Figure 2. Binding modes and interactions of the leads with the S1 active pocket of the main protease enzyme of SARS-CoV-2. The different types of interactions are presented in the figure.

Two-dimensional fingerprinting analysis was performed against the drug-like molecules from the PDB, which allowed shortlisting of 15 compounds for BBB-26580140, six compounds for BDE-32007849, and 16 compounds for LAS-51378804. The prediction scores against each of the derivatives are given in Table 1. The compounds were redocked with the protease enzyme using the same protocols and parameters. None of the structurally similar compounds were found to have better binding than the parent structure.

Table 1. Structure-based compounds similar to those of the leads.

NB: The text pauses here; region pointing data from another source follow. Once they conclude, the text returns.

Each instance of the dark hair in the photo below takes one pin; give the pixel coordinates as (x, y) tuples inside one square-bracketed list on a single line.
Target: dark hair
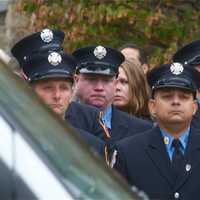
[(142, 55)]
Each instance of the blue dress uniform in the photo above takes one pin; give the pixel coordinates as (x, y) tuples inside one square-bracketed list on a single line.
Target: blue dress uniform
[(144, 159), (101, 60), (41, 56), (190, 54)]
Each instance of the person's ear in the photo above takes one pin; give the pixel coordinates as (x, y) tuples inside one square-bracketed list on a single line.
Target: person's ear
[(152, 107)]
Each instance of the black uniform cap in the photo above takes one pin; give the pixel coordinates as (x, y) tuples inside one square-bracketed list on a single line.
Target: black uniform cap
[(98, 60), (37, 43), (174, 75), (52, 64), (188, 54)]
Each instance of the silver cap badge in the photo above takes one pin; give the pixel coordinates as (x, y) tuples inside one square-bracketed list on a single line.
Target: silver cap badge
[(46, 35), (100, 52), (54, 58), (176, 68)]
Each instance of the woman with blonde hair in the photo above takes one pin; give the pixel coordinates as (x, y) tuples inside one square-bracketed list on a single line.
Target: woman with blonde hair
[(132, 90)]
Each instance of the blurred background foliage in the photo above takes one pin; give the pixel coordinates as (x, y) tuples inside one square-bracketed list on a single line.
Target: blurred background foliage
[(158, 26)]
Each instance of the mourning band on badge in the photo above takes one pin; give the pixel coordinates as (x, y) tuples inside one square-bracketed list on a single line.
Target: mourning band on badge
[(176, 68), (54, 58), (46, 35), (100, 52)]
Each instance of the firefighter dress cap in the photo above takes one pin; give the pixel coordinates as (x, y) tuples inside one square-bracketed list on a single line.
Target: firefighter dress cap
[(98, 60), (37, 43), (51, 64), (188, 54), (174, 75)]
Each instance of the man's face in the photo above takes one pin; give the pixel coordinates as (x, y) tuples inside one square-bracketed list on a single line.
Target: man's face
[(122, 90), (96, 90), (56, 93), (173, 106)]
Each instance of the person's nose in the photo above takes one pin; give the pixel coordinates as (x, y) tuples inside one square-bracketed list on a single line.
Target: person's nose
[(99, 85), (118, 86), (176, 100)]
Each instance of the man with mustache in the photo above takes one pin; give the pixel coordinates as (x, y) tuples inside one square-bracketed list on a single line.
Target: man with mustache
[(164, 162), (95, 82)]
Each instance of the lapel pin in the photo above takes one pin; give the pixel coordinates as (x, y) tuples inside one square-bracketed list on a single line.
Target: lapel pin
[(166, 140), (187, 167)]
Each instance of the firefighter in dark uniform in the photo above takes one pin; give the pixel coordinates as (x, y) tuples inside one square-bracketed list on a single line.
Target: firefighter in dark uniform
[(190, 54), (98, 68), (49, 71), (165, 161)]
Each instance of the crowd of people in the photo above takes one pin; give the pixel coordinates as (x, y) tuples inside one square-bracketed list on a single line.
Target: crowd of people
[(143, 123)]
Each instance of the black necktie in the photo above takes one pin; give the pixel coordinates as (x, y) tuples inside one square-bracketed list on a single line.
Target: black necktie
[(177, 157)]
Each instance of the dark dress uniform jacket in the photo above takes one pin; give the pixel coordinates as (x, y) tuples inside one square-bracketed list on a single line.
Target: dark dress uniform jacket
[(84, 117), (196, 118), (144, 162), (125, 125), (85, 120)]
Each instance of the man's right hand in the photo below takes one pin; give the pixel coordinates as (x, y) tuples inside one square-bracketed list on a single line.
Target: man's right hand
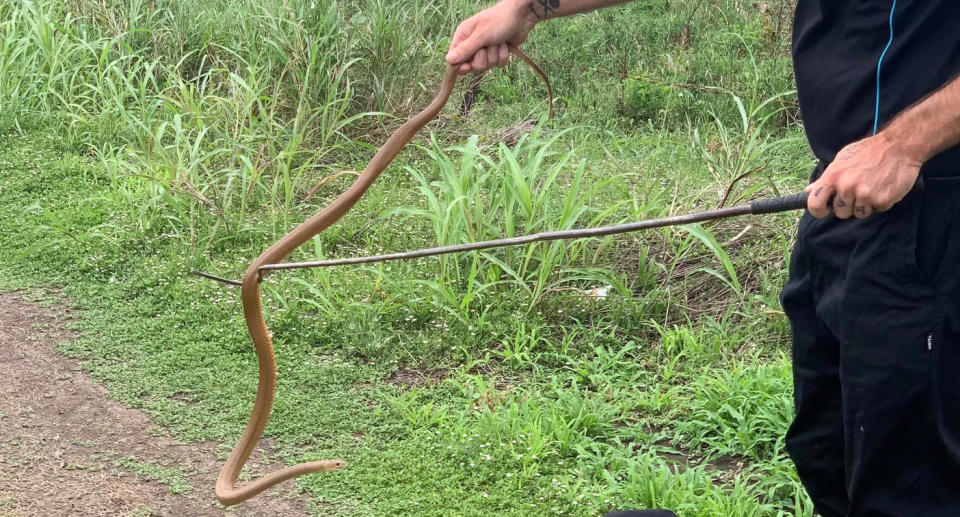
[(480, 43)]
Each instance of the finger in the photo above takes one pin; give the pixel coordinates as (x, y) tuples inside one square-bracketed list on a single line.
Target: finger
[(504, 54), (479, 61), (843, 204), (862, 210), (818, 203), (458, 53)]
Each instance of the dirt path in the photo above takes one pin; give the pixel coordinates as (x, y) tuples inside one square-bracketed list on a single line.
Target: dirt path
[(68, 449)]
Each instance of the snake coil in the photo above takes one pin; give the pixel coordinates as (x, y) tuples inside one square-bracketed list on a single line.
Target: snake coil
[(226, 490)]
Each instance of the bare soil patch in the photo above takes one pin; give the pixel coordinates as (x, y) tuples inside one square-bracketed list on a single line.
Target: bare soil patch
[(66, 448)]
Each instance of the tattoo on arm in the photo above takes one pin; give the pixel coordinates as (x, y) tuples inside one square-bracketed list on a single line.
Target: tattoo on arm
[(850, 151), (548, 7)]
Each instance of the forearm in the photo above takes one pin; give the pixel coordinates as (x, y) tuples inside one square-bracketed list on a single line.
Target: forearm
[(540, 10), (929, 126)]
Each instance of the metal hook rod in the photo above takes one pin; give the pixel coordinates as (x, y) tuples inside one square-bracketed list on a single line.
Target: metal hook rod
[(763, 206)]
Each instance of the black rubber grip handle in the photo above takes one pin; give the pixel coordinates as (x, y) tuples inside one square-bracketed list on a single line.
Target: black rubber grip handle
[(779, 204)]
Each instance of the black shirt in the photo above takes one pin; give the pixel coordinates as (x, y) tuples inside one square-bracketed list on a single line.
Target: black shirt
[(838, 46)]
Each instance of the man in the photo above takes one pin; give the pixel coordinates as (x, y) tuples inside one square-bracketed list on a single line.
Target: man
[(874, 291)]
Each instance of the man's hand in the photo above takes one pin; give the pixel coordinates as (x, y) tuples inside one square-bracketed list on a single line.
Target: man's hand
[(866, 176), (480, 43)]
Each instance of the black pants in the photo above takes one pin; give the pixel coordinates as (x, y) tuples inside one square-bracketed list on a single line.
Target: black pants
[(874, 307)]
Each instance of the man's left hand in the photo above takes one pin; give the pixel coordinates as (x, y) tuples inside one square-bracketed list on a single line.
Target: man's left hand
[(870, 175)]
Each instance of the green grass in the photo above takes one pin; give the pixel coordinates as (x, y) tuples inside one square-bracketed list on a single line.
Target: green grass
[(139, 140)]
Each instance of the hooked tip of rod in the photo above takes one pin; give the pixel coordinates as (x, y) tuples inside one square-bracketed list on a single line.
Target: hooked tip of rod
[(216, 278)]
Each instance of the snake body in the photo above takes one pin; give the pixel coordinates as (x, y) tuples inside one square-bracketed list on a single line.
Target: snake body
[(227, 491)]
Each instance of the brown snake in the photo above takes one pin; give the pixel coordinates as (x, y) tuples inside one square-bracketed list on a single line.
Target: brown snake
[(227, 491)]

Study of the macromolecular structure is a key step in understanding the biology of a molecule. The macromolecules perform their functions by interacting with different ligands. Therefore, stable dynamic behaviors of the docked complexes were interpreted. In molecular dynamics simulations, stable conformations and interactions of the selected leads with the protease enzyme were disclosed. This was essential for the compounds to exert their biological actions by stopping enzyme activity. Statistical analyses were conducted based on different simulations, including the root mean-squared deviation (RMSD) (Ahmad et al., 2017; Maiorov and Crippen, 1994), root mean-squared fluctuation (RMSF) (Ahmad et al., 2017; Kuzmanic and Zagrovic, 2010), and radius of gyration (Rg) (Lobanov et al., 2008). These analyses were conducted by choosing the carbon alpha atoms of the docked systems. The RMSD was performed first; in contrast to the control used, the lead complexes have significantly stable behaviors with no major deviations in the dynamics. The mean RMSDs for BBB-26580140, BDE-32007849, LAS-51378804, and control were 1.53 Å, 1.31 Å, 1.38 Å, and 1.89 Å, respectively (Figure 3A). These values indicate that the control system shows more structural variation in the presence of the control molecule. On the other hand, the lead systems were more tolerant of the presence of the compounds and showed strong intermolecular conformations, making the complexes overall stable in nature. The RMSF values of the complexes were calculated next; the mean RMSF values of BBB-26580140, BDE-32007849, LAS-51378804, and control were 1.35 Å, 1.20 Å, 1.25 Å, and 2.01 Å, respectively (Figure 3B). Here also, larger deviations in the control systems are depicted by the RMSF values; these changes may be attributed to the continuous movements of the control compound in the active pocket of the main protease enzyme, which results in pressure on the flexible regions. Next, the compact nature of the receptor enzyme in the presence of the inhibitors was evaluated. The mean Rg values of BBB-26580140, BDE-32007849, LAS-51378804, and control were 38.52 Å, 37.02 Å, 37.34 Å, and 40.25 Å, respectively (Figure 3C); the Rg values show the same trend as the RMSD and RMSF analyses.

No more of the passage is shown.